The report will calculate and display your money Activity in the last 30 and 3 months and break it out by types of account optimizations are happening inside your account. Here’s a good example of just what the Account Activity portion of the AdWords Grader report seems like.
So in this example, you can see that the advertiser has created/deleted or modified 2 campaigns within the last 3 months, made 10 ad text changes in the last thirty days, etc. Because of the anemic activity levels in the typical PPC account, I think that PPC account managers ought to be embracing the idea of PPC activity as a success metric. When asked for important PPC metrics, PPC marketers tend to think of such things as CTR, cost per conversion, conversion rate, etc. – yet it is actually only our ongoing PPC experimentation and optimization activities which allow us to do well in many of these metrics.

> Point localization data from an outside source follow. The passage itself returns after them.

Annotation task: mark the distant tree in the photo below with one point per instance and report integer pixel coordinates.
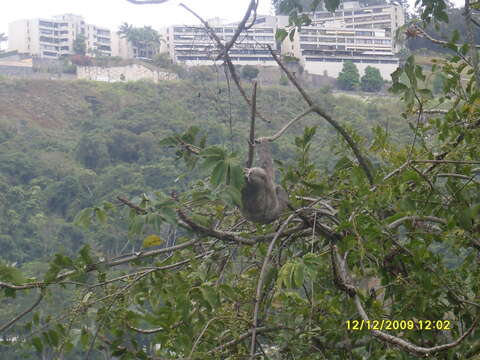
(349, 77)
(3, 38)
(249, 72)
(146, 41)
(438, 83)
(372, 81)
(80, 45)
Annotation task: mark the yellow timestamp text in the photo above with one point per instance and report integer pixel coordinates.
(388, 325)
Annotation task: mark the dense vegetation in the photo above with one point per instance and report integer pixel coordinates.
(65, 146)
(376, 258)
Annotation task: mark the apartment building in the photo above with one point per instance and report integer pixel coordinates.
(363, 35)
(354, 16)
(192, 45)
(54, 38)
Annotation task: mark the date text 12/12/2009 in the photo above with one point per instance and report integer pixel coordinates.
(389, 325)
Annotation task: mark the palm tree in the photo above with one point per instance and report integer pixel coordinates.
(145, 40)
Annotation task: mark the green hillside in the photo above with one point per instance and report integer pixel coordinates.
(69, 145)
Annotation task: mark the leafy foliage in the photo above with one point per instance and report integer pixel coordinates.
(349, 77)
(372, 80)
(408, 243)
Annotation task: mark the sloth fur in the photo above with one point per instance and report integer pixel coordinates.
(262, 200)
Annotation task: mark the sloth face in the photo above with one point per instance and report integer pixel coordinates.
(255, 175)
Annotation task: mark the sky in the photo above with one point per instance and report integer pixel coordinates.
(112, 13)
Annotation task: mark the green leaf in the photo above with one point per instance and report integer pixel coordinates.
(152, 240)
(298, 275)
(37, 343)
(101, 215)
(281, 34)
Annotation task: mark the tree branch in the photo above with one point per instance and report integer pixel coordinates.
(285, 128)
(400, 221)
(251, 140)
(23, 313)
(362, 162)
(228, 61)
(261, 277)
(144, 2)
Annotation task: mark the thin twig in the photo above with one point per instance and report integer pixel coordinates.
(362, 162)
(447, 162)
(227, 59)
(285, 128)
(261, 277)
(23, 313)
(408, 346)
(241, 27)
(251, 141)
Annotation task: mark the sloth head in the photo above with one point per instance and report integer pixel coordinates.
(256, 176)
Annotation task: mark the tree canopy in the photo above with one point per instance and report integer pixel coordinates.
(372, 80)
(377, 257)
(349, 77)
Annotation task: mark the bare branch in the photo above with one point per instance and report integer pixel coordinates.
(408, 346)
(447, 162)
(467, 12)
(131, 205)
(251, 141)
(285, 128)
(144, 2)
(362, 162)
(227, 59)
(424, 34)
(246, 335)
(261, 277)
(23, 313)
(92, 267)
(214, 233)
(459, 176)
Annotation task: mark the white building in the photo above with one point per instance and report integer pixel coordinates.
(192, 45)
(363, 35)
(54, 38)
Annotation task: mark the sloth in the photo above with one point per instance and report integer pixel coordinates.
(262, 200)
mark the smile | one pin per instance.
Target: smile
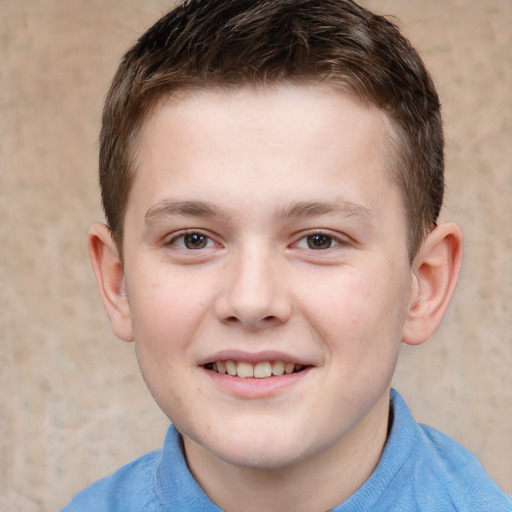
(262, 370)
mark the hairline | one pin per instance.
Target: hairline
(394, 159)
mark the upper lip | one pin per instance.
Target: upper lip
(254, 357)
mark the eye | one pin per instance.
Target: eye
(192, 241)
(317, 241)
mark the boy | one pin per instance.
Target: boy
(272, 175)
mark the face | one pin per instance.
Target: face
(266, 271)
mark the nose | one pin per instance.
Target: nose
(253, 293)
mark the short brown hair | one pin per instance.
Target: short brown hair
(225, 43)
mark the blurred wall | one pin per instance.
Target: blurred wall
(72, 406)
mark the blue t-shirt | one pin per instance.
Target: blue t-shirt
(421, 470)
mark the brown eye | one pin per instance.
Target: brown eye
(319, 241)
(195, 241)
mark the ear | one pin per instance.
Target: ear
(435, 270)
(109, 271)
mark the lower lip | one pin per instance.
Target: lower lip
(256, 388)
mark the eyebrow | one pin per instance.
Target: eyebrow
(295, 209)
(195, 208)
(313, 208)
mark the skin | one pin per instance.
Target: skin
(258, 176)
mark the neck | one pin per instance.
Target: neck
(320, 482)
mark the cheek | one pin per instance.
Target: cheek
(166, 311)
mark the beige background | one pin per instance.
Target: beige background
(72, 405)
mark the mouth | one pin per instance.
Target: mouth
(247, 370)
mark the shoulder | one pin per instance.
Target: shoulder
(457, 474)
(129, 489)
(441, 472)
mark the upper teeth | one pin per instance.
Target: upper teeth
(258, 370)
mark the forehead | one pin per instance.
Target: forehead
(293, 141)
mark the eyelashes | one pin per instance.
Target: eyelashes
(197, 241)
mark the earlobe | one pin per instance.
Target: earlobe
(435, 270)
(109, 271)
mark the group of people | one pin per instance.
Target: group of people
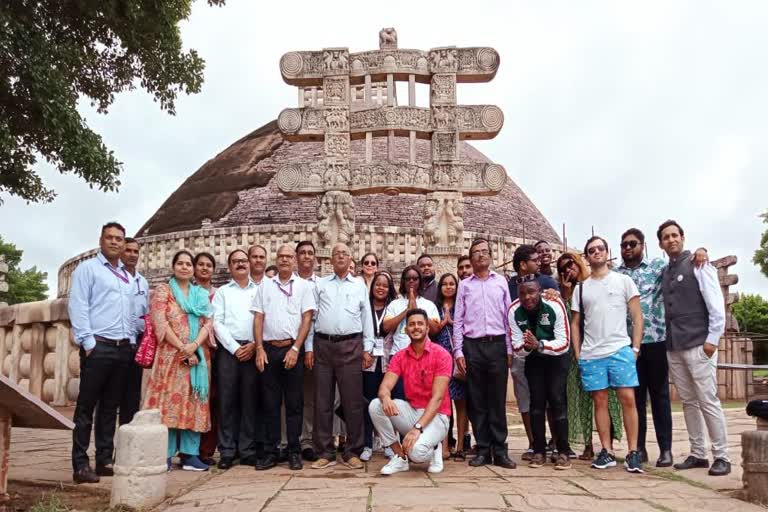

Ultimately the way to succeed in maintaining a healthy quantity of PPC account activity is to really make it regular. For example, set aside a minimum of twenty or so minutes per week for PPC optimization, spending a couple of minutes on each of the most important PPC optimization tasks, like keyword expansion, negative niche research, bid optimization, and ad text optimization. Although this may seem like plenty of work, the use of PPC tools can add a ton of leverage with regards to time savings and ROI.
As with a diet plan or fitness plan, don’t overdo it by doing 1000s of alterations in one sitting and then not revisiting for 6 months, but don’t get complacent and fall into a sedentary PPC lifestyle either. The great thing is the PPC account activity bar is extremely low. Just 20 minutes of PPC work weekly would put you in front of 90% of the other accounts on the market.